The chief executive of Women’s Aid has stepped down after complaints about comments she made in support of the UK Independence Party in 2015.
A statement released by Women’s Aid yesterday said Katie Ghose had left "by mutual agreement with the charity’s board" on Wednesday.
The statement did not give a reason for her departure, but Ghose, who joined the charity in July 2017, has faced criticism in recent weeks over footage that emerged of her speech to a fringe event at the Ukip conference in 2015, in her former role as chief executive of the Electoral Reform Society.
During the speech, she praised the party’s "passion for a new way of doing politics" and referred to the Douglas Carswell, then a Ukip MP, as "an outstanding MP".
Her remarks have been widely condemned by black, Asian and minority ethnic women’s groups and by a former Women’s Aid trustee.
The London Black Women’s Project wrote repeatedly to Women’s Aid, saying her comments and apparent support for Ukip made her "untenable" as the charity’s chief executive, according to tweets by Amrit Wilson, a race and gender activist.
Karen Ingala Smith, who served on the Women’s Aid board from 2002 to 2013, issued a statement condemning Ghose’s comments and apparently threatening to remove Nia, the charity for women and children that Ingala Smith now runs, from Women’s Aid membership.
In the statement, Ingala Smith acknowledged that in the course of campaigning it was sometimes necessary to work with people with opposing views, and this was not the same as supporting them.
But she said Ghose’s support for Ukip in the clip appeared to be "effusive", offered "enthusiastic encouragement" and represented "something more fundamental" than an error of judgement.
"Surely one of the requirements of the appointment to the role of chief executive of Women's Aid was that the post holder should be a feminist," she said.
"No feminist could believe that women and girls would be better off with more Ukip MPs, including women subjected to men’s violence and especially women from black and minority ethnic backgrounds.
"As chief executive of Nia, I cannot allow us to be members of a federation where the umbrella body puts protecting its own above working towards a safer world for all girls.
"I will not look on and say or do nothing, and I hope that neither will the board of Women's Aid. Feminist leadership is incompatible with racism and with leaving racism unchallenged."
Ghose is a barrister with a background in human rights and immigration.
She was director of the British Institute of Human Rights before moving to the ERS in 2010.
In a statement on Facebook, Ghose said leading the charity had been a huge privilege.
"Promoting race equality was at the heart of my leadership of the charity and I brought issues of racial prejudice and discrimination to the fore," she said.
"I’ve always worked with people from all political parties and none to progress the causes I care about, including those whose values I do not share. I am very proud of what I’ve achieved in this job and in all my previous ones."
In the statement announcing her departure, Women’s Aid said Ghose had led the charity through a period of growth in its profile, impact and partnerships.

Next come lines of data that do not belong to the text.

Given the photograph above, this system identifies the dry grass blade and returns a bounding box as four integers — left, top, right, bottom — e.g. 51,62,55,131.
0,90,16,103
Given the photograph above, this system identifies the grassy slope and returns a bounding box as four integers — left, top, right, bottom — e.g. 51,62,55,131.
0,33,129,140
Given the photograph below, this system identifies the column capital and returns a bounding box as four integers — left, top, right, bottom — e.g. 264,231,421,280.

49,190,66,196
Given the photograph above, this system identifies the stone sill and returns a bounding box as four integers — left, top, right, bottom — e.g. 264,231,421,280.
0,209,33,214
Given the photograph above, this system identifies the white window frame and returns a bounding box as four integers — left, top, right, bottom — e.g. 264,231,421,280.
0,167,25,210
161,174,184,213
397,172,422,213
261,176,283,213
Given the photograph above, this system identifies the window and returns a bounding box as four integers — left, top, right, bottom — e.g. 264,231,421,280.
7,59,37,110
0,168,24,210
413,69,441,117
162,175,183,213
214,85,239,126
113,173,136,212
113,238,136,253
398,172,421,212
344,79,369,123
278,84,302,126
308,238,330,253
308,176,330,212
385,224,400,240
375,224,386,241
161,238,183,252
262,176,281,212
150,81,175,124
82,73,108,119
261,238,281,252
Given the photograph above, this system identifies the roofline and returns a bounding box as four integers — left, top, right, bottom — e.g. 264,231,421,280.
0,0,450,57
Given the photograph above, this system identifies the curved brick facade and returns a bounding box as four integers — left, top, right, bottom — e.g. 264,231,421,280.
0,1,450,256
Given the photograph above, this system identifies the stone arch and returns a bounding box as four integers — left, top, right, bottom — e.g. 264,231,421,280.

"She has achieved a huge amount in her time with us and used her considerable leadership abilities to achieve influence in Whitehall and Westminster, not least our successful campaign to safeguard housing benefit for women’s refuges," the statement said.
"The trustees thank her for her commitment, hard work and professionalism and wish her all the best for the future."
A spokeswoman told Third Sector the charity was unable to comment further for legal reasons and declined to give details on the plan for appointing Ghose’s successor.